淡い光がほとばしり、ラフィの胸元に強く刻まれていた呪印が、溶けるように消えてゆく。


「あ、あれ……?」


 途端、それまで硬直していたラフィの身体が柔軟性を取り戻す。

犬のような耳がピクピク動いて、尻尾が緩やかに動き出した。


「呪印は解除した。もう安心だぞ」

「ふぇ!? でも、どうやっ……」


 突然、ケンの頭上で爆発が起り、ラフィの言葉をかき消す。

 顔を上げると、これまでずっとケン達奴隷兵士の居住区を見下ろしていた、「アエ―シェマン」の立派な城塞が天井から吹っ飛んでいた。



 状況が飲み込めないまま、次いで感じた身の毛もよだつ醜悪な感覚に背中が震える。


 居住区門の先。

 闇に沈む深い森には砂けむが上がり、数えきれないほどの赤い点が見える。

 瞬間、居住区の門扉、高い塀が積み木のように突き崩された。


「ブフォォォォォッ!」


 ワイルドボワ。

 迷宮外に住むイノシシの様な姿をした怪物。

 その突進力は油断をすれば即死に繋がりかねない。


 そんなモンスターが数え切れず、徒党を組んで、奴隷兵士の居住区へなだれ込んできていた。

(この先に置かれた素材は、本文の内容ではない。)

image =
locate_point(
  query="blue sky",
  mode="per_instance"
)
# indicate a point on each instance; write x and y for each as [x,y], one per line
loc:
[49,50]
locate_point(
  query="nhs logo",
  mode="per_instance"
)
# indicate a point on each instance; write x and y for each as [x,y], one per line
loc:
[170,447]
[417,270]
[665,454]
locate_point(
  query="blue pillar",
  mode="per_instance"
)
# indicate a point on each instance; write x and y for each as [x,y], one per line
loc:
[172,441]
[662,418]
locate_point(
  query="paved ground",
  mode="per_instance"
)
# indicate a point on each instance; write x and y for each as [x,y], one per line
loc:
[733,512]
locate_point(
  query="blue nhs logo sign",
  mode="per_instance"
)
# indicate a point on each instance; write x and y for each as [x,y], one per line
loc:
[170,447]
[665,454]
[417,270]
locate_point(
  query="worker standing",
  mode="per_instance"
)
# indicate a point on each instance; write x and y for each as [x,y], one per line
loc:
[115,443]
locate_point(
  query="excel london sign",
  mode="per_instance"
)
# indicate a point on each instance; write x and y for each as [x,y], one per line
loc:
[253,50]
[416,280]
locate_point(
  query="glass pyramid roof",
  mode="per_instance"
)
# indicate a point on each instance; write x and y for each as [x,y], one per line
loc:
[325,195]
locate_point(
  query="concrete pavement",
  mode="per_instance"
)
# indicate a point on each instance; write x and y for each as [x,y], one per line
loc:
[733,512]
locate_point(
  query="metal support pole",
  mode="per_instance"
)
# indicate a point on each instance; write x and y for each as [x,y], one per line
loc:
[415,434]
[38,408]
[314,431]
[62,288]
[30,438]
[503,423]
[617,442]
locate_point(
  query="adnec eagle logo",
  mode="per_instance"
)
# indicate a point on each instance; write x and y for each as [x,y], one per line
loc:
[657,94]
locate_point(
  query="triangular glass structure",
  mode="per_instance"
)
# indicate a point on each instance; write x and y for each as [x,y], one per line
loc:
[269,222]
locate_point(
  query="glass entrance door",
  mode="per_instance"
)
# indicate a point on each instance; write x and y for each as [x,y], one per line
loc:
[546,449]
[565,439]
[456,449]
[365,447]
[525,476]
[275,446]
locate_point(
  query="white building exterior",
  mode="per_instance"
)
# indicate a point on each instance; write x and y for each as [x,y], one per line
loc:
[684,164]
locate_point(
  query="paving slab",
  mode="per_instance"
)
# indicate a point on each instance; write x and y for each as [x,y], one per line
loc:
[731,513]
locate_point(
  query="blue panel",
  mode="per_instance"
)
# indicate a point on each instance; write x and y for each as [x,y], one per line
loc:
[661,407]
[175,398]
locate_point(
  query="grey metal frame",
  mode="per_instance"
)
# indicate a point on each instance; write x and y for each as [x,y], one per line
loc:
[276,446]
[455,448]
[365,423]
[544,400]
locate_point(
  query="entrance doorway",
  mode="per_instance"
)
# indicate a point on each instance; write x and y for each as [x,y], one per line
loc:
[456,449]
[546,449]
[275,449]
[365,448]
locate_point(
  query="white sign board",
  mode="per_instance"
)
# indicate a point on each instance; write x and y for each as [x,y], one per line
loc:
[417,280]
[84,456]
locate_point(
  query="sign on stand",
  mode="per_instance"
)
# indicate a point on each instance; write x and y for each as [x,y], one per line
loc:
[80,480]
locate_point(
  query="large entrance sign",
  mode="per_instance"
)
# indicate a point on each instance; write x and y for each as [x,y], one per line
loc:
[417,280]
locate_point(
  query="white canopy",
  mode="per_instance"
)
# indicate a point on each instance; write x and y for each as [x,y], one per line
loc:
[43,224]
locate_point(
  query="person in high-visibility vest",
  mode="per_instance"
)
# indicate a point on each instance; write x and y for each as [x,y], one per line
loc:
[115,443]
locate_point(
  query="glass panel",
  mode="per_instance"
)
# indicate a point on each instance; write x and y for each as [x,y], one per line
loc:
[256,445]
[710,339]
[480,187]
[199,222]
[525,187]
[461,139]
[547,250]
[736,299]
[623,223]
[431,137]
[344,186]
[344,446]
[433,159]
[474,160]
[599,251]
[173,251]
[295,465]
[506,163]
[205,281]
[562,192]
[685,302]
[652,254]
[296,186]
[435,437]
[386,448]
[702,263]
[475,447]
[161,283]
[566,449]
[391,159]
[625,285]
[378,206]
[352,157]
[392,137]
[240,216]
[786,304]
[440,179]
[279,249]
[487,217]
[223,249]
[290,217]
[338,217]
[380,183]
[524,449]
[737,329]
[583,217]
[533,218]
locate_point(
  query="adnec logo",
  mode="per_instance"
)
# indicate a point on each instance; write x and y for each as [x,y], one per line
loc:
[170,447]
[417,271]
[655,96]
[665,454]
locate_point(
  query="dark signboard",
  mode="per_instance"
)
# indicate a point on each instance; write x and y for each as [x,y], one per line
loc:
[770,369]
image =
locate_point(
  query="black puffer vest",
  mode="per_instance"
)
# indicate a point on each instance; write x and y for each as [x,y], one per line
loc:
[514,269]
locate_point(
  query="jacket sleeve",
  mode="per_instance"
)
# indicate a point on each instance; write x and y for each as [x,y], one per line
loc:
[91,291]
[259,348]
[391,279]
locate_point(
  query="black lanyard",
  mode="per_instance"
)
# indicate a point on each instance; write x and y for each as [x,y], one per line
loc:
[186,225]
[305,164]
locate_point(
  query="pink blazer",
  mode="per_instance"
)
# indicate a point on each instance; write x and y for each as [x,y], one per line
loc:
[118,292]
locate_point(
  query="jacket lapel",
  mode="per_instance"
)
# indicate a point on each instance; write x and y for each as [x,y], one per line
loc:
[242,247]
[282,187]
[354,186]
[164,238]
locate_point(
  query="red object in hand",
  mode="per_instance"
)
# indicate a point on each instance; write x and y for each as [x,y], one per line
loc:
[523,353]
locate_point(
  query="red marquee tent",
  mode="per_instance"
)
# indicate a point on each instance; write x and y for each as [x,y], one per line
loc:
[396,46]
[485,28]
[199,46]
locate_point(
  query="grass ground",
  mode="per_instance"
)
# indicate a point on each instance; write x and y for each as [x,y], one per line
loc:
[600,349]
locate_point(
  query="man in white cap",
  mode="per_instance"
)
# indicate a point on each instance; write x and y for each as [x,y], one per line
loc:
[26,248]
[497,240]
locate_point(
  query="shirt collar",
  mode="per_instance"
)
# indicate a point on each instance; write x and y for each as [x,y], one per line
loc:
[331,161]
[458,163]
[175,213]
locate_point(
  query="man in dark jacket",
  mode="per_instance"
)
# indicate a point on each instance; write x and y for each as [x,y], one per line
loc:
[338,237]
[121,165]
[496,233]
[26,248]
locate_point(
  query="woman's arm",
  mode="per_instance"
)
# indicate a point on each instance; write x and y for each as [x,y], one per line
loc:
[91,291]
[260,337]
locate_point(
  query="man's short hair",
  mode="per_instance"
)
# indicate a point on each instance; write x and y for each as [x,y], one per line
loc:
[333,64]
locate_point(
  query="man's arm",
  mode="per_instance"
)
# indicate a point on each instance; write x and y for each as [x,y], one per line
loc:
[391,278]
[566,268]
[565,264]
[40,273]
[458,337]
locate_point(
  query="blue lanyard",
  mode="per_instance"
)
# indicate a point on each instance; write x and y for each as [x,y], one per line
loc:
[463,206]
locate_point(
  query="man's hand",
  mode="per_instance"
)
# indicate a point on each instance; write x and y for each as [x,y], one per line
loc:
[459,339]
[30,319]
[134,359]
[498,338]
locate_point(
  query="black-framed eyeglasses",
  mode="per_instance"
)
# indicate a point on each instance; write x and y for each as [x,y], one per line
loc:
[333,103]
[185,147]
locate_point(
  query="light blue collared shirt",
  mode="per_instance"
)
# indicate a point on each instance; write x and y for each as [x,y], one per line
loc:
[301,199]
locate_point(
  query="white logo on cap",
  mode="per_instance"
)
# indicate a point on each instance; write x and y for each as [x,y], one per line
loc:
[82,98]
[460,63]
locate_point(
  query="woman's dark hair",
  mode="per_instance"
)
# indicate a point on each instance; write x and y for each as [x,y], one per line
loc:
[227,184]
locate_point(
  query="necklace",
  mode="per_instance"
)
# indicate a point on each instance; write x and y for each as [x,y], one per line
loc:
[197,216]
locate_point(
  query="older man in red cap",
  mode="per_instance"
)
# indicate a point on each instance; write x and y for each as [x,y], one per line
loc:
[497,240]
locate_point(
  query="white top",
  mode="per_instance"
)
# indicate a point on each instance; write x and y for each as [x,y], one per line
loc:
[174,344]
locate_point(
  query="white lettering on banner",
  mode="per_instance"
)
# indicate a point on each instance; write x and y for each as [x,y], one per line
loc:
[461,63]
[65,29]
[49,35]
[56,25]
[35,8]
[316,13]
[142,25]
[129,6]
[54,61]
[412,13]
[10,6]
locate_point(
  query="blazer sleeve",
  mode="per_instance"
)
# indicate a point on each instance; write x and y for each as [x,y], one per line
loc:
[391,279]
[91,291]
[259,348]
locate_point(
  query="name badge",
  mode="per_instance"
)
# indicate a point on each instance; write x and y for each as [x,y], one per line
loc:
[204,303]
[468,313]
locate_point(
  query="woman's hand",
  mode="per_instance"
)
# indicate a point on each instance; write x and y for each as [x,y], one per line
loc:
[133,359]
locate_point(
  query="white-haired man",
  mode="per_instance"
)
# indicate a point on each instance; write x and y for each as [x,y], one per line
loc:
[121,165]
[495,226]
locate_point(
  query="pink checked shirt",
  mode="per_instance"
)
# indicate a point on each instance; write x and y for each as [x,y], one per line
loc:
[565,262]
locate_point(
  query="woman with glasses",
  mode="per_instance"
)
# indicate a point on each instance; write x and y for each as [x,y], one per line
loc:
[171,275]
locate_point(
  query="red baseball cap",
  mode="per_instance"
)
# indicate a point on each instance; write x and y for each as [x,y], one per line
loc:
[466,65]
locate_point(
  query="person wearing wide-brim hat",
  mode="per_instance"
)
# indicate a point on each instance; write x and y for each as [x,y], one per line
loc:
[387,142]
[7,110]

 門前付近の奴隷兵士はワイルドボアの突進と潰され、瓦礫に飲まれた。


 真っ直ぐで強力な蹂躙はあっさり家屋を潰し、ワイルドボワの強襲で恐慌状態に陥った奴隷兵士達を雑草のように踏み荒らす。


「ラフィッ! 掴まれ!」

「は、はい!」


 ラフィは遠慮気味に寄り添ってくる。


「ああもう、そんなんじゃ!」

「あ……ふえっ!?」


 強引にひざ裏を腕を回して、ラフィを倒す。

反対の腕で彼女の背中を支えれば完了。 

ラフィを”お姫様だっこ”の体勢にしたケンは、深く膝を折って、そして飛んだ。



 刹那、それまでケンとラフィが居た個所を、ワイルドボワの群れが勢いよく過る。


 ケンはきつく目を閉じたまま必死にしがみ付くラフィを、更に強く抱きしめ、一匹のワイルドボワの背中の上へ器用に降り立つ。



――スキルライブラリサーチ発動!



 三十二番目の魔神:アスモデウスが宿るDRデビルレアアイテム、「星回りの指輪」から、赤紫の輝きが迸り、ワイルドボワを読み込む。



【サーチ完了】



●スキルライブラリ提示:毒針(麻痺)



 ケンはワイルドボワの背中の上から飛び退き、蹂躙し尽くされ、荒れ果てた居住区の大地へ立つ。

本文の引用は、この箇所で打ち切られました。